# Kryptonite lock - same key for multiple locks?



## bvber (Apr 23, 2011)

On Amazon site, one of the reviewers wrote this problem about Kryptonite U lock having same key for multiple locks. Is this true? 
I also saw this video demonstrating it but it could be staged by the competing lock company.
Kryptonite Evolution Series 4 Problems.mp4 - YouTube


----------



## danl1 (Jul 23, 2005)

bvber said:


> On Amazon site, one of the reviewers wrote this problem about Kryptonite U lock having same key for multiple locks. Is this true?
> I also saw this video demonstrating it but it could be staged by the competing lock company.
> www(dot)youtube(dot)com/watch?v=SvyEEeJxNL4 (don't have 10 posts yet)


Kryptonite offers this as a service - so that people who want to use more than one lock on their bike (or like to leave their locks in their common destinations rather than carrying them around) don't have to sort through their keys.

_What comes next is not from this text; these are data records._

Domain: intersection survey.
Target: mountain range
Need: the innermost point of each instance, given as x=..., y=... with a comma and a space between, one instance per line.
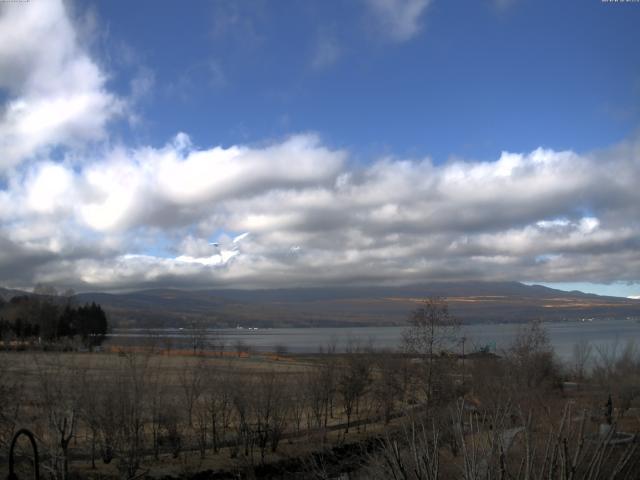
x=471, y=302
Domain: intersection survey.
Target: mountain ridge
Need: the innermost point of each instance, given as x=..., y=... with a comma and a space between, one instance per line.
x=472, y=302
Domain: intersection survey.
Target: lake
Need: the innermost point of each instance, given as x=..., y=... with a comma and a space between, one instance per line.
x=563, y=336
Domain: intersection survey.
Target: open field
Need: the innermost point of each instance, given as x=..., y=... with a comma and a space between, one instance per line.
x=157, y=413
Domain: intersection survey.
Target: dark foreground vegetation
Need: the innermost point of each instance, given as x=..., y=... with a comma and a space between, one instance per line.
x=418, y=413
x=51, y=320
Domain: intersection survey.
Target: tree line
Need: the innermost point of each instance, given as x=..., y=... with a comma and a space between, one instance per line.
x=49, y=319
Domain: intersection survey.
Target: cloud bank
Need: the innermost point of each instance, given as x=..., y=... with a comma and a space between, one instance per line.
x=78, y=210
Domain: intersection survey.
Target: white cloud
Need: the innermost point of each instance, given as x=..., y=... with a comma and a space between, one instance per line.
x=327, y=52
x=290, y=212
x=399, y=20
x=314, y=219
x=56, y=93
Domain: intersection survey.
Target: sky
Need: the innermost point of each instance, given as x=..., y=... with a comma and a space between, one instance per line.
x=261, y=144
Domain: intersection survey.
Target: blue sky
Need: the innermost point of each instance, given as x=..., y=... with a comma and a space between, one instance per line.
x=364, y=142
x=475, y=79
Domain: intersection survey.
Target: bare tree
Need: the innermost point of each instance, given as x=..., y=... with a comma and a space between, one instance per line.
x=60, y=401
x=431, y=330
x=581, y=355
x=353, y=379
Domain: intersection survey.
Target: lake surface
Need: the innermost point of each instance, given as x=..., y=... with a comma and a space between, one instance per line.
x=563, y=336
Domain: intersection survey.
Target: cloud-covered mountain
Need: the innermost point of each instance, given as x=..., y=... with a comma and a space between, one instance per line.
x=80, y=208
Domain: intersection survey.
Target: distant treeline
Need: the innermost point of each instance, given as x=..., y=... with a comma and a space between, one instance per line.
x=50, y=319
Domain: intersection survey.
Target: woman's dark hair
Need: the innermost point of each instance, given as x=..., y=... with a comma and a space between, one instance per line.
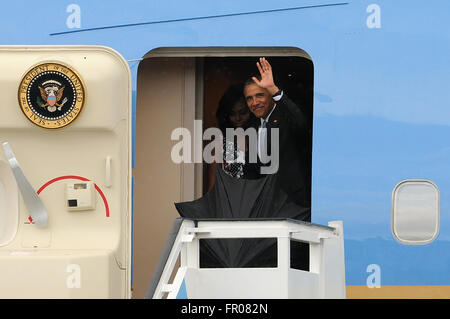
x=233, y=95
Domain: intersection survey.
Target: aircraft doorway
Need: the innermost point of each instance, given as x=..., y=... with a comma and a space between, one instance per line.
x=174, y=88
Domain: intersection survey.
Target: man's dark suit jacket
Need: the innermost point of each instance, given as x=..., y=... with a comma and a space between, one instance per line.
x=293, y=160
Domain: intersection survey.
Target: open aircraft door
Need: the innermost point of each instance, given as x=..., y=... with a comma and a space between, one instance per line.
x=65, y=173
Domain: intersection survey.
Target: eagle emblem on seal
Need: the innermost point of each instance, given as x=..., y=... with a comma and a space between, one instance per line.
x=51, y=93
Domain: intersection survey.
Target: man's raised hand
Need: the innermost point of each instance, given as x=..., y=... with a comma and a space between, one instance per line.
x=266, y=81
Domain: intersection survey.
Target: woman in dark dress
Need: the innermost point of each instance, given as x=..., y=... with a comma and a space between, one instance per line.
x=233, y=113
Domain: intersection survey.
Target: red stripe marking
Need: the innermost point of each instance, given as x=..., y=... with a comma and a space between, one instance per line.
x=79, y=178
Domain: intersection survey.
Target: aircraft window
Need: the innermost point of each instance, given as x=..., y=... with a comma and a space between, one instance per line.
x=415, y=212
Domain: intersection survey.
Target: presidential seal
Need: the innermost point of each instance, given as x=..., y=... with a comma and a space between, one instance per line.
x=51, y=95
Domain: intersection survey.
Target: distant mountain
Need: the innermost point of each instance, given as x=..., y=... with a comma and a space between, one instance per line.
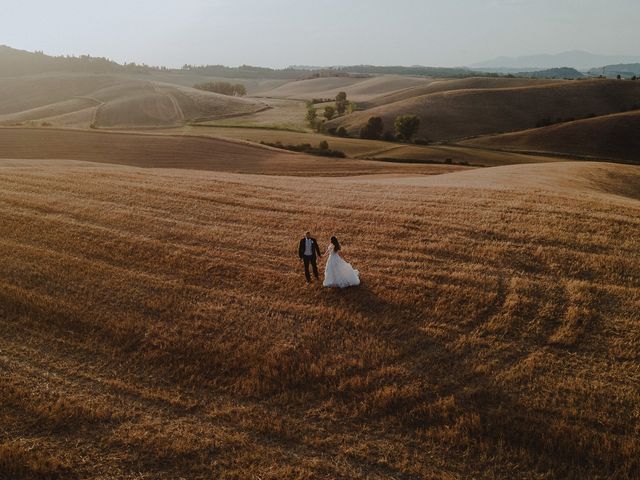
x=576, y=59
x=563, y=72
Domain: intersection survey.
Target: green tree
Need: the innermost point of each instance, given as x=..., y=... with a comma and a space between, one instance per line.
x=329, y=112
x=341, y=102
x=224, y=88
x=407, y=126
x=312, y=116
x=373, y=129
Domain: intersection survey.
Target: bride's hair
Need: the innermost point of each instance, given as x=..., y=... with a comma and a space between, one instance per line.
x=336, y=245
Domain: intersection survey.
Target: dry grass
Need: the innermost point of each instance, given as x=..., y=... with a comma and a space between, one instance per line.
x=282, y=114
x=611, y=136
x=155, y=324
x=357, y=89
x=111, y=101
x=187, y=152
x=369, y=149
x=465, y=113
x=450, y=85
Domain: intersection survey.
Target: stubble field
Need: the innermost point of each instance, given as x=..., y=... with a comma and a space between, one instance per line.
x=155, y=324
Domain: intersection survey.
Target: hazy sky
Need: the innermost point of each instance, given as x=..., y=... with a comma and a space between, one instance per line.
x=321, y=32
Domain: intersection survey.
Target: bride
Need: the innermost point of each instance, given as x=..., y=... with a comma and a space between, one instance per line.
x=337, y=272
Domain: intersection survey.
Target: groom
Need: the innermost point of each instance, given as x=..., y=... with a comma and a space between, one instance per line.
x=307, y=252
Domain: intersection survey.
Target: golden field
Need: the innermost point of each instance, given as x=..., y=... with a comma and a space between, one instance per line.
x=155, y=324
x=461, y=113
x=614, y=136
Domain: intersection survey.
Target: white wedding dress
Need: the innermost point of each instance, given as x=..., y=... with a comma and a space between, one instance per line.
x=337, y=272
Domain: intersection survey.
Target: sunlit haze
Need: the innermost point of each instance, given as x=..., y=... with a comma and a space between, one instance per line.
x=324, y=32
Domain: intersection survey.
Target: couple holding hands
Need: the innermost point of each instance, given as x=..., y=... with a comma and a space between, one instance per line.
x=337, y=272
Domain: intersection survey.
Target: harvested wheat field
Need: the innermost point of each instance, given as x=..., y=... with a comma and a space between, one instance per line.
x=187, y=152
x=155, y=324
x=615, y=137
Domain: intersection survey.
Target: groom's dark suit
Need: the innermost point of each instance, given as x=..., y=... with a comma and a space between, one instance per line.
x=303, y=253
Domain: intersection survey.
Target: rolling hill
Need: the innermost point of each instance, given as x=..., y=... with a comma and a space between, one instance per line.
x=155, y=323
x=452, y=115
x=615, y=137
x=357, y=89
x=186, y=152
x=110, y=101
x=450, y=85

(it's near the bottom of the FAQ)

FAQ


----------



## bvber (Apr 23, 2011)

In the video, the guy was going around and opening other Kryptonite locks with his own Kryptonite key. I was just wondering how common this would be.


----------



## sheepherder (Mar 11, 2012)

Anyone able to answer this question yet? I'm also seeing that review on Amazon and it would suck if they only made a few different type of keys.


----------



## bio_research (Apr 1, 2012)

I was wondering this too.


----------



## bvber (Apr 23, 2011)

I ended up going with On Guard lock.


----------



## daniell (Apr 12, 2002)

A few years ago I received two updated locks from Kriptonite after sending in my older ones. This was a free exchange program. To my surprise they both worked on the same key. I contacted the company. They responded by saying that they did this for my convenience and would change it if I wanted to. I left it as is.
To this day I have always wondered about it.


----------



## JackKalish (Apr 15, 2012)

*Key from new lock opens old lock!*

I just got a second kryptonite U-lock for my bike. Much to my dismay I discovered today that the key from the new lock can open the old lock. Both are kryptonite locks.

No doubt this is VERY disturbing. I will see if I can contact the company about this issue.


----------